At each monthly meeting, there is a section for members to showcase their orchids in the categories of Beginner, Intermediate and Advanced. So many different colors, sizes, varieties, scents. There are even some that only send out its scent at night to attract moths. I never knew about nighttime work between moths and orchids.
Then I saw it an orchid submitted by an advanced grower which was quite similar to one of the favorites I had blooming at home. It was lovely and I voted for it.
I wished though that I would have brought mine to enter as well. I loved my orchid soooo much and it just began to bloom but I thought it was not perfect enough to bring in as I am only a Beginner. ....but they have a beginner category!!!!!!
Side note: I still had fun at the meeting, learned a lot and did win one new orchid for my ever-growing collection. My favorite part is the collection of people cheering for orchids and collectively oohing and aahing at plants. It is truly a joyful evening.

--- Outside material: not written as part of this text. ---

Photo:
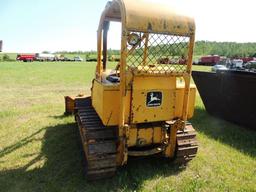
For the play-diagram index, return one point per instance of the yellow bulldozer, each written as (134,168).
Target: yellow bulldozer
(140,107)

I was however disappointed and for the remaining month that it bloomed I was filled with regret that I had not just TRIED. Nearly every day was a photo shoot of this orchid of mine and I marveled at how perfect she was in every way.
My next door neighbor even noticed at how often I kept saying that she could have won if I only entered her. Now please know there is also no monetary prize, no ribbon but you do receive one free orchid as a prize. It wasn't even about that but it was the fact that I simply didn't enter her to see just for fun what would have happened. I didn't think it was good enough. *big gasp
Below are some of my favorite photos of my orchid :
Through this experience, I learned that and will admit to the fact that I have been paralyzed by the belief that everything I do must be perfect. I really took some time with this lesson and applied it to many aspects of my life.
Admittedly I have had a bit of fear that the magic I see here at Unicorn Square is not good enough to share with you. That the expressions of nature I observe, messages I receive, and lessons I learn here are silly. At the same time, I am conflicted as I feel selfish for not sharing them I have a bookshelf full of notebooks of stories, adventures, and lessons I have learned here at Unicorn Square.
Last year I wanted to learn the Hawaiian language and I was not sure where to start and a dear friend of mine said "You start where you start" I am applying that to Unicorn Square. As it turns out I have many stories to tell and my favorite way to tell them is verbal, therefore, I am launching a podcast "Unicorn Square Stories" I am very excited to share it with you!
And yes, should one of my orchids be blooming for our next orchid society meeting I will bring it with me just for fun and enter her in the beginner category.
Side note: There is a difference between perfectionism and learning. I have some tutorials to watch this week before I figure out how to launch the podcast..... oh this is going to be fun.